Limitations & Future Work

  • Model dependence: The metric is derived from the trained model's Jacobian. Biases in the model will propagate to the receptive field estimation; \(R\) values from different models cannot be treated as absolute ground-truth comparisons.
  • Computational overhead: Jacobian-based methods have high costs on large, dense graphs and face known numerical stability issues; the sparsity of road networks made this study feasible, but it may not generalize to dense graphs.

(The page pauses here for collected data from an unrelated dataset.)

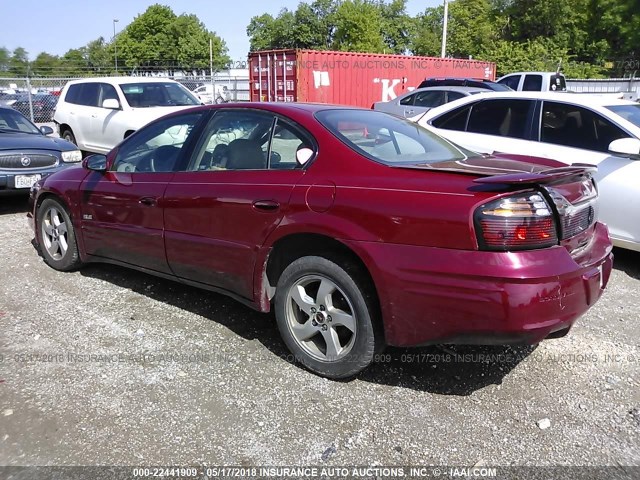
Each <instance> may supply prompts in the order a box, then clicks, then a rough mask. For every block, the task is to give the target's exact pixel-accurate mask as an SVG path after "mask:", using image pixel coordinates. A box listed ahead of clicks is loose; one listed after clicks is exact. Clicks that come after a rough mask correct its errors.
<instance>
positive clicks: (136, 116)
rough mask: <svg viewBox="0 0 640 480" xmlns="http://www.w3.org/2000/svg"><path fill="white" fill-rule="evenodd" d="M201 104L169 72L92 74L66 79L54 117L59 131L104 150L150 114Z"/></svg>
mask: <svg viewBox="0 0 640 480" xmlns="http://www.w3.org/2000/svg"><path fill="white" fill-rule="evenodd" d="M200 104H201V102H200V100H199V99H198V98H197V97H196V96H194V95H193V93H191V92H190V91H189V90H188V89H186V88H185V87H184V86H182V85H180V84H179V83H178V82H174V81H173V80H169V79H166V78H146V77H105V78H88V79H83V80H75V81H71V82H69V83H67V84H66V85H65V87H64V88H63V90H62V92H61V94H60V99H59V100H58V104H57V106H56V110H55V113H54V115H53V121H54V122H55V123H56V126H57V128H58V131H59V133H60V136H61V137H62V138H64V139H65V140H68V141H70V142H72V143H75V144H76V145H77V146H78V147H79V148H80V149H81V150H83V151H87V152H95V153H106V152H108V151H109V150H111V149H112V148H113V147H115V146H116V145H117V144H119V143H120V142H121V141H122V140H124V139H125V138H126V137H128V136H129V135H131V134H132V133H133V132H135V131H136V130H138V129H139V128H141V127H143V126H144V125H146V124H147V123H149V122H151V121H152V120H155V119H157V118H160V117H162V116H164V115H166V114H168V113H171V112H175V111H177V110H182V109H184V108H189V107H193V106H195V105H200Z"/></svg>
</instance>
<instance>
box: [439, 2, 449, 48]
mask: <svg viewBox="0 0 640 480" xmlns="http://www.w3.org/2000/svg"><path fill="white" fill-rule="evenodd" d="M448 23H449V3H448V2H447V0H444V19H443V21H442V52H441V53H440V57H441V58H444V57H446V55H447V24H448Z"/></svg>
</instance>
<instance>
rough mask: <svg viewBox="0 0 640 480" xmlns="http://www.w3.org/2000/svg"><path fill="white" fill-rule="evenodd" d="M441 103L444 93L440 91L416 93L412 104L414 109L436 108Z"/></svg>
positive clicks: (442, 98)
mask: <svg viewBox="0 0 640 480" xmlns="http://www.w3.org/2000/svg"><path fill="white" fill-rule="evenodd" d="M443 103H444V92H442V91H427V92H418V93H417V94H416V99H415V101H414V102H413V104H414V105H415V106H416V107H437V106H438V105H442V104H443Z"/></svg>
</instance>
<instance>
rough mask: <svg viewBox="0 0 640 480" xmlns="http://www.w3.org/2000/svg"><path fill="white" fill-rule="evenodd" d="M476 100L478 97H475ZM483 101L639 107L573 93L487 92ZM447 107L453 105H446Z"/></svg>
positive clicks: (611, 99)
mask: <svg viewBox="0 0 640 480" xmlns="http://www.w3.org/2000/svg"><path fill="white" fill-rule="evenodd" d="M474 98H476V97H474ZM482 98H483V99H485V100H486V99H490V98H521V99H524V100H558V101H563V102H568V103H575V104H580V105H586V106H593V107H603V106H613V105H637V104H638V103H637V102H634V101H632V100H621V99H616V98H611V97H608V96H603V95H597V94H588V93H571V92H487V93H485V94H484V95H483V96H482ZM464 100H465V99H460V100H456V102H464ZM446 105H451V104H450V103H449V104H446Z"/></svg>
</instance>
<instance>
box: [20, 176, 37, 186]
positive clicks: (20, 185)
mask: <svg viewBox="0 0 640 480" xmlns="http://www.w3.org/2000/svg"><path fill="white" fill-rule="evenodd" d="M40 177H41V175H16V176H15V180H16V188H31V187H33V184H34V183H36V182H37V181H38V180H40Z"/></svg>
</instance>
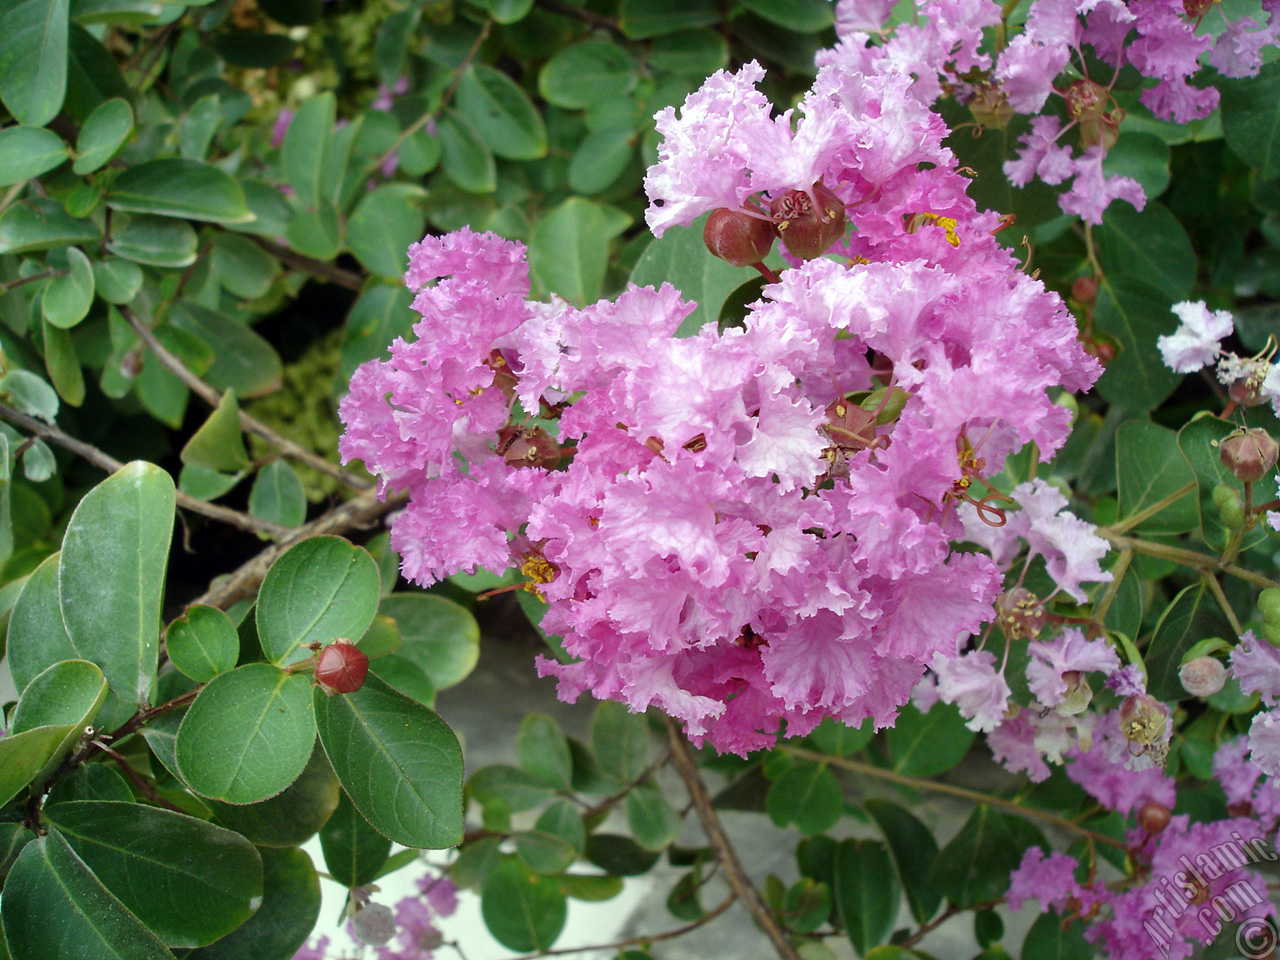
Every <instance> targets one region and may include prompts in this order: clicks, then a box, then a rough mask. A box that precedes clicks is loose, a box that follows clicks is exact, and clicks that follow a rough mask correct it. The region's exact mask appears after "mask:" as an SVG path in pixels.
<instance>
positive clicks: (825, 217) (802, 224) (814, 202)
mask: <svg viewBox="0 0 1280 960" xmlns="http://www.w3.org/2000/svg"><path fill="white" fill-rule="evenodd" d="M769 211H771V212H772V214H773V219H774V220H776V221H777V224H778V236H780V237H781V238H782V242H783V243H786V244H787V250H790V251H791V252H792V253H794V255H795V256H797V257H800V259H801V260H815V259H818V257H820V256H822V255H823V253H826V252H827V251H828V250H829V248H831V244H832V243H835V242H836V241H837V239H840V238H841V237H844V236H845V223H846V221H847V218H846V215H845V202H844V201H842V200H841V198H840V197H837V196H836V195H835V193H833V192H832V191H831V188H828V187H827V184H824V183H822V180H819V182H818V183H815V184H813V189H812V191H809V192H808V193H806V192H805V191H803V189H788V191H787V192H786V193H783V195H782V196H781V197H777V198H776V200H774V201H773V202H772V204H769Z"/></svg>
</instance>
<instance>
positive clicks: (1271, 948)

  • Task range is fixed by \(k=16\): While adjustable, this study mostly verifies one long-range setting. Systematic studies across different \(k\) values are needed.

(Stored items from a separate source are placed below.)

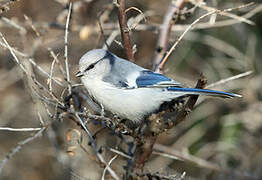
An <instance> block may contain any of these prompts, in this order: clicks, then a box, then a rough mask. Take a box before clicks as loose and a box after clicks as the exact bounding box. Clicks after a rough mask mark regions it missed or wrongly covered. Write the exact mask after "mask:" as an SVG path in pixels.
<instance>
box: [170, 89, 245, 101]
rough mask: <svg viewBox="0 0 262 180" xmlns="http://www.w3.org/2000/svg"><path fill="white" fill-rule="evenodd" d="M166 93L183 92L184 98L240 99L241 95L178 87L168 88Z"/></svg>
mask: <svg viewBox="0 0 262 180" xmlns="http://www.w3.org/2000/svg"><path fill="white" fill-rule="evenodd" d="M167 90H168V91H174V92H183V93H184V95H185V96H188V95H208V96H220V97H224V98H233V97H242V96H241V95H238V94H234V93H228V92H223V91H216V90H210V89H196V88H181V87H180V88H179V87H168V88H167Z"/></svg>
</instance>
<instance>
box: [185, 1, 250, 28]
mask: <svg viewBox="0 0 262 180" xmlns="http://www.w3.org/2000/svg"><path fill="white" fill-rule="evenodd" d="M190 2H191V3H192V4H194V5H196V6H198V7H200V8H202V9H205V10H207V11H209V12H210V11H214V10H216V8H213V7H209V6H205V5H203V4H202V3H197V2H196V1H195V0H190ZM253 4H254V2H251V3H248V4H244V5H242V6H239V7H236V8H230V11H232V10H235V9H241V8H246V7H248V6H251V5H253ZM228 10H229V9H228ZM220 15H223V16H227V17H230V18H232V19H235V20H237V21H240V22H244V23H247V24H249V25H255V23H254V22H252V21H250V20H248V19H246V18H244V17H241V16H237V15H235V14H231V13H228V12H221V13H220Z"/></svg>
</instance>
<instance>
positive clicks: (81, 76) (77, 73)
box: [75, 71, 84, 77]
mask: <svg viewBox="0 0 262 180" xmlns="http://www.w3.org/2000/svg"><path fill="white" fill-rule="evenodd" d="M83 75H84V73H82V72H81V71H78V72H77V73H75V76H76V77H82V76H83Z"/></svg>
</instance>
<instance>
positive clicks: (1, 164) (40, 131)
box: [0, 127, 46, 174]
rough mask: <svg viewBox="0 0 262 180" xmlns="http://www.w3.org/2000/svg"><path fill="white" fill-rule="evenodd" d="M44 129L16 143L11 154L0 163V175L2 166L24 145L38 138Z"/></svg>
mask: <svg viewBox="0 0 262 180" xmlns="http://www.w3.org/2000/svg"><path fill="white" fill-rule="evenodd" d="M45 129H46V127H43V128H41V129H40V130H39V131H38V132H37V133H35V134H34V135H33V136H31V137H29V138H27V139H25V140H23V141H21V142H19V143H18V145H17V146H16V147H15V148H13V149H12V150H11V152H10V153H9V154H8V155H6V156H5V158H4V159H3V160H2V161H1V162H0V174H1V172H2V170H3V167H4V165H5V164H6V163H7V161H8V160H9V159H10V158H12V157H13V156H14V155H15V154H16V153H17V152H18V151H19V150H20V149H21V148H22V147H23V146H24V145H26V144H28V143H29V142H31V141H33V140H35V139H36V138H38V137H40V136H41V135H42V133H43V132H44V130H45Z"/></svg>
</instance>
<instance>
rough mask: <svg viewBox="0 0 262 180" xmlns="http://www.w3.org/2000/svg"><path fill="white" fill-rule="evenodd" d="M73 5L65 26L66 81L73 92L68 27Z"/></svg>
mask: <svg viewBox="0 0 262 180" xmlns="http://www.w3.org/2000/svg"><path fill="white" fill-rule="evenodd" d="M72 6H73V3H72V2H70V3H69V8H68V14H67V18H66V28H65V54H64V57H65V69H66V81H67V82H68V92H69V94H71V92H72V87H71V80H70V72H69V65H68V27H69V21H70V17H71V13H72Z"/></svg>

  • Limited task diversity: Currently only includes four cities and a single task (accessibility). Task variety across other real large-graph long-range scenarios remains to be tested.
  • vs. LRGB (Dwivedi et al.): LRGB uses small inductive superpixel/molecular graphs (\(10\!\sim\!10^2\) nodes) and infers long-range character through performance gaps. This work uses large-scale real transductive networks (\(10^5\!\sim\!10^6\) nodes) and directly quantifies long-range distance via Jacobian, avoiding the ambiguity of hyperparameter sensitivity.
  • vs. Bamberger et al.: Both define influence range based on shortest paths. This work's \(R\) is a special case of their aggregated metric, but this paper adds the \(\bar T_h\) hop-wise curve as a diagnostic tool for dependency decay.
  • vs. Heterophily Benchmarks (Amazon-Ratings, etc.): Heterophily is not equivalent to long-range. Experiments show these tasks are relatively short-range (\(R\) is small), indicating that "long-range" is a dimension independent of homophily/heterophily.

Rating

  • Novelty: ⭐⭐⭐⭐⭐ First large-scale real-topology transductive long-range benchmark + universal Jacobian metric.
  • Experimental Thoroughness: ⭐⭐⭐⭐ Covers 4 cities, multiple GNNs/GTs, various depths, and cross-dataset comparisons.
  • Writing Quality: ⭐⭐⭐⭐⭐ Logical flow between dataset design, metric definition, and theoretical proofs is excellent.
  • Value: ⭐⭐⭐⭐⭐ Provides a reusable large-graph benchmark, plug-and-play metrics, and theoretical tools; integrated into PyTorch Geometric.